Ketchup is a table sauce. Traditionally, recipes featured ketchups made from egg whites, mushrooms, oysters, mussels, walnuts, or other foods, but in modern times the unmodified term usually refers to tomato ketchup.

Ketchup is a sweet and tangy sauce, typically made from tomatoes, sweetener, vinegar, and assorted seasonings and spices. Seasonings and spices vary by recipe, but commonly include onions, allspice, coriander, cloves, cumin, garlic, mustard and sometimes celery, cinnamon or ginger.

The market leader in United States (82% market share) and United Kingdom (60%) is Heinz.

Tomato ketchup is often used as a condiment to various dishes that are usually served hot: French fries, hamburgers, hot sandwiches, hot dogs, meat pies, cooked eggs, and grilled or fried meat. Ketchup is sometimes used as the basis for, or an ingredient in, other sauces and dressings, and it is also used as an additive flavoring for snacks like potato chips.

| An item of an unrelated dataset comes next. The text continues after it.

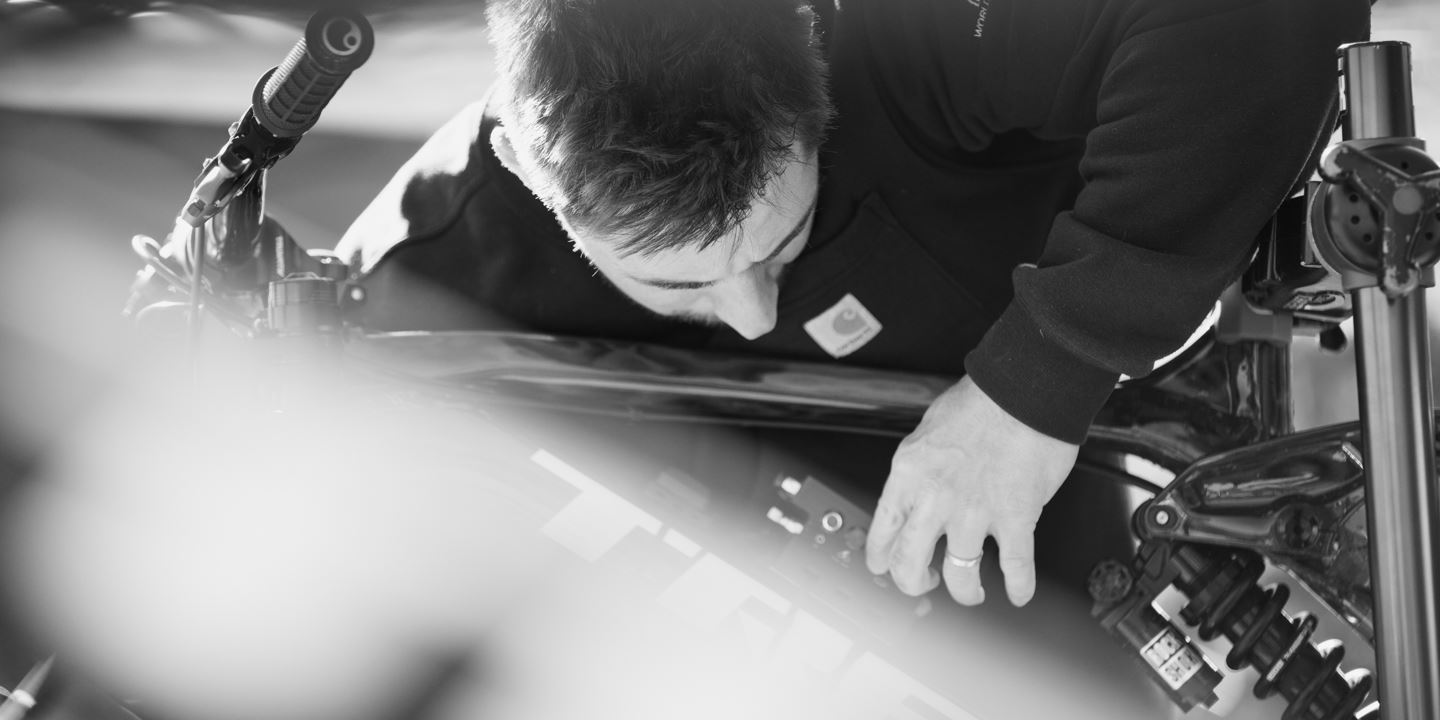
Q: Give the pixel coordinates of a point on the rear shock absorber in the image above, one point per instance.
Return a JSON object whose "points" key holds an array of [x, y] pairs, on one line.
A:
{"points": [[1227, 599]]}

In the 17th century, the Chinese mixed a concoction of pickled fish and spices and called it (in the Amoy dialect) kôe-chiap or kê-chiap (鮭汁, Mandarin Chinese guī zhī, Cantonese gwai1 zap1) meaning the brine of pickled fish (鮭, salmon; 汁, juice) or shellfish. By the early 18th century, the table sauce had made it to the Malay states (present day Malaysia and Singapore), where it was tasted by English colonists. The Indonesian-Malay word for the sauce was kecap (pronounced "kay-chap"). That word evolved into the English word "ketchup". English settlers then took ketchup with them to the American colonies.